I am forever grateful for two editors who enthusiastically expressed their desire to publish a book by a first-time author about the life and death of Derek Boogaard: Matt Weiland at W. W. Norton & Company and Jim Gifford at HarperCollins Canada. Theirs was an unusual partnership, co-editing one book to be published in two different countries. They made it seamless. If there were wrinkles of philosophical differences, they were ironed out before I knew. Both supplied guidance and ideas. Matt, the point man, patiently read every draft, then subtly wielded a red pen full of suggestions that made the next draft better. Writers and editors are not meant to get along as well as Matt and I do. His assistant, Sam MacLaughlin, ably and kindly kept the process going to the end. And sharp-eyed copy editor Lloyd Davis saved me, I hope, from a litany of grammatical errors and embarrassing mistakes.

It would have been easy to turn Derek Boogaard into a one-dimensional character, a caricature, as he was so often portrayed. But Matt and Jim never saw this project in absolutes—not as a sports story, not a hockey story, not a goon story, not a story about fighting or drugs or concussions. It is all of these, to be sure, but they shared my belief that it was something both simpler and more complex. It was a story about a boy.

The gears that quietly go to work to publish a book are extraordinary. The teams at W. W. Norton and HarperCollins Canada were nothing but gracious and professional. They are well-oiled machines, and deserving of my utmost appreciation.

And, finally, I owe the biggest debt of gratitude to my family—my wife, Cathy, and our children, Joe and Ally. The reason I had not written books in the past, when receiving occasional interest from those asking if I would, was my great concern over the toll it would take on the three most important people in my life. I worried about what kind of husband and father I could be when hidden in some quiet corner of the house or hunched at the table behind a laptop and stacks of papers and notebooks, answering their innocent questions with a far-off stare.

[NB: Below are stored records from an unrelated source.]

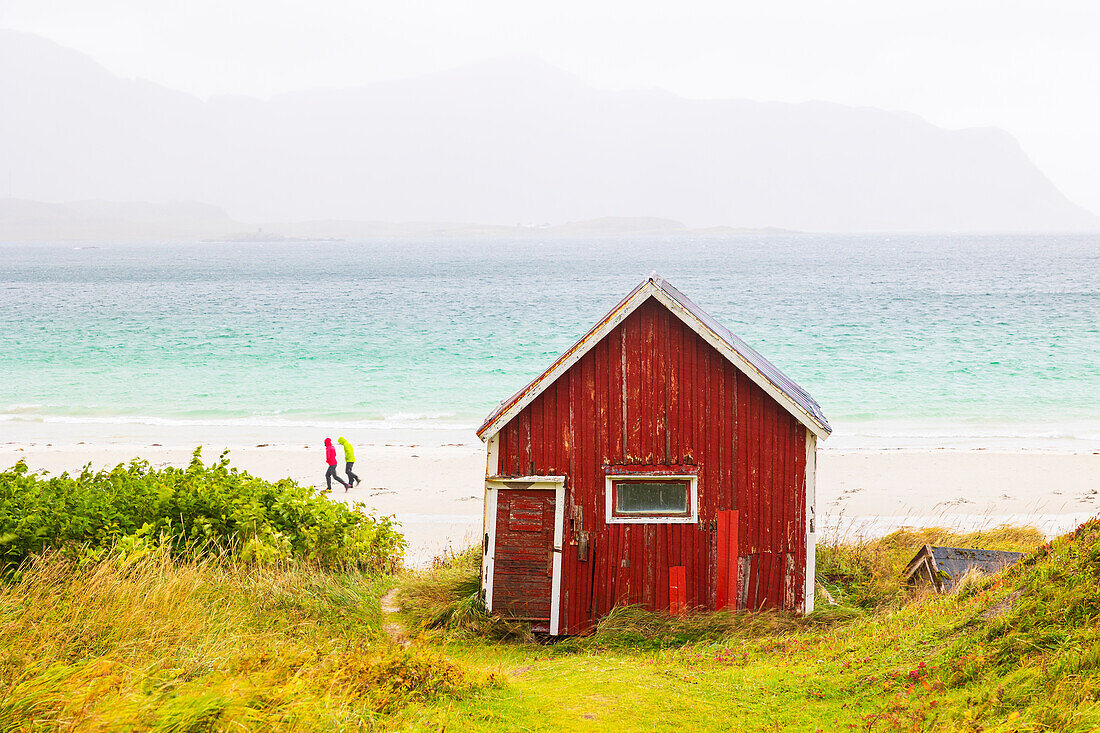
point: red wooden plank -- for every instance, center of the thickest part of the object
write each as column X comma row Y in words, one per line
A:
column 758, row 502
column 673, row 338
column 633, row 389
column 660, row 387
column 723, row 560
column 648, row 357
column 721, row 425
column 616, row 398
column 734, row 559
column 750, row 601
column 744, row 456
column 678, row 590
column 659, row 565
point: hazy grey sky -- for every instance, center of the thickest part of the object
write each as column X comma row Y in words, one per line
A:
column 1030, row 67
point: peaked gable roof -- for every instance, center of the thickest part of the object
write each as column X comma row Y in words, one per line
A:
column 781, row 387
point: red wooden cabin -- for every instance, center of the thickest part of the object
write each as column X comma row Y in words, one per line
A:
column 659, row 461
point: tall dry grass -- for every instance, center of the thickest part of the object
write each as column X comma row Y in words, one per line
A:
column 163, row 644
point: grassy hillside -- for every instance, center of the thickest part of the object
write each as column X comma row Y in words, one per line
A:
column 1018, row 652
column 187, row 645
column 131, row 631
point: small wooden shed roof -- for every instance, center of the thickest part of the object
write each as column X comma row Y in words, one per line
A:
column 943, row 567
column 748, row 360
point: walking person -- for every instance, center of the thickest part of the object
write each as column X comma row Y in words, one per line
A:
column 350, row 458
column 330, row 457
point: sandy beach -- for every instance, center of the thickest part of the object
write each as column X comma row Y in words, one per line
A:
column 431, row 480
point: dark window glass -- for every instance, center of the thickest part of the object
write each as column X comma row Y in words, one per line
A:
column 651, row 498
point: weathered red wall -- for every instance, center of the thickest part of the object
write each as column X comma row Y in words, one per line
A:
column 655, row 393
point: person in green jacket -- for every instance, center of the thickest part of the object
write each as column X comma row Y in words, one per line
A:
column 350, row 457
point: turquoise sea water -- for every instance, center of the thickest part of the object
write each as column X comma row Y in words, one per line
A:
column 947, row 330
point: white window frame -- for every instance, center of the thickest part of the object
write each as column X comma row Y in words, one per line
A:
column 692, row 498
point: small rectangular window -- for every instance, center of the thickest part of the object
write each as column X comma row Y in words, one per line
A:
column 651, row 498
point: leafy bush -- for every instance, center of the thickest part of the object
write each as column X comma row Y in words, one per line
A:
column 198, row 509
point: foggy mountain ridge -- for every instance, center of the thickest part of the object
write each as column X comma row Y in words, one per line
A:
column 505, row 141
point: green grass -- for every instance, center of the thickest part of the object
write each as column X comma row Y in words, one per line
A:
column 118, row 627
column 1018, row 652
column 199, row 510
column 163, row 644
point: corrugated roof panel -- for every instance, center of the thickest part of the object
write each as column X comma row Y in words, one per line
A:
column 770, row 372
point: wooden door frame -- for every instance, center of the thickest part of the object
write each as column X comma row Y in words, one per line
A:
column 494, row 484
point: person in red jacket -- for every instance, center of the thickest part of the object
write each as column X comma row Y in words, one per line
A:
column 330, row 456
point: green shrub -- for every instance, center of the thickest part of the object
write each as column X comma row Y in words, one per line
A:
column 205, row 509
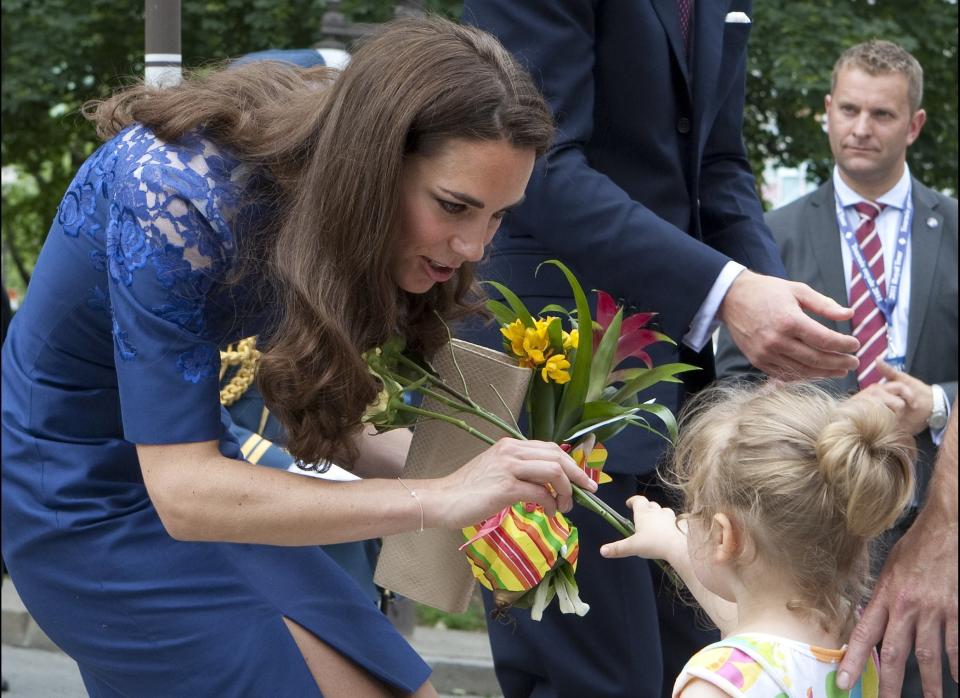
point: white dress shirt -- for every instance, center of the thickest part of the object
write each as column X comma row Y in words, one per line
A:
column 888, row 226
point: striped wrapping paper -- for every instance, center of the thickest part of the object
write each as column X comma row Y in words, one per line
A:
column 515, row 549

Writing a book, I know, is not for the timid; writing a book while working full time for the New York Times and raising two grade-school children might only be for the delusional. Without their support and understanding—and suggestions for a title and the occasional bragging about this endeavor to classmates—this project never had a chance. I nearly did not write this book because of you. In the end, you were the exact reason I did. I hope you’re proud.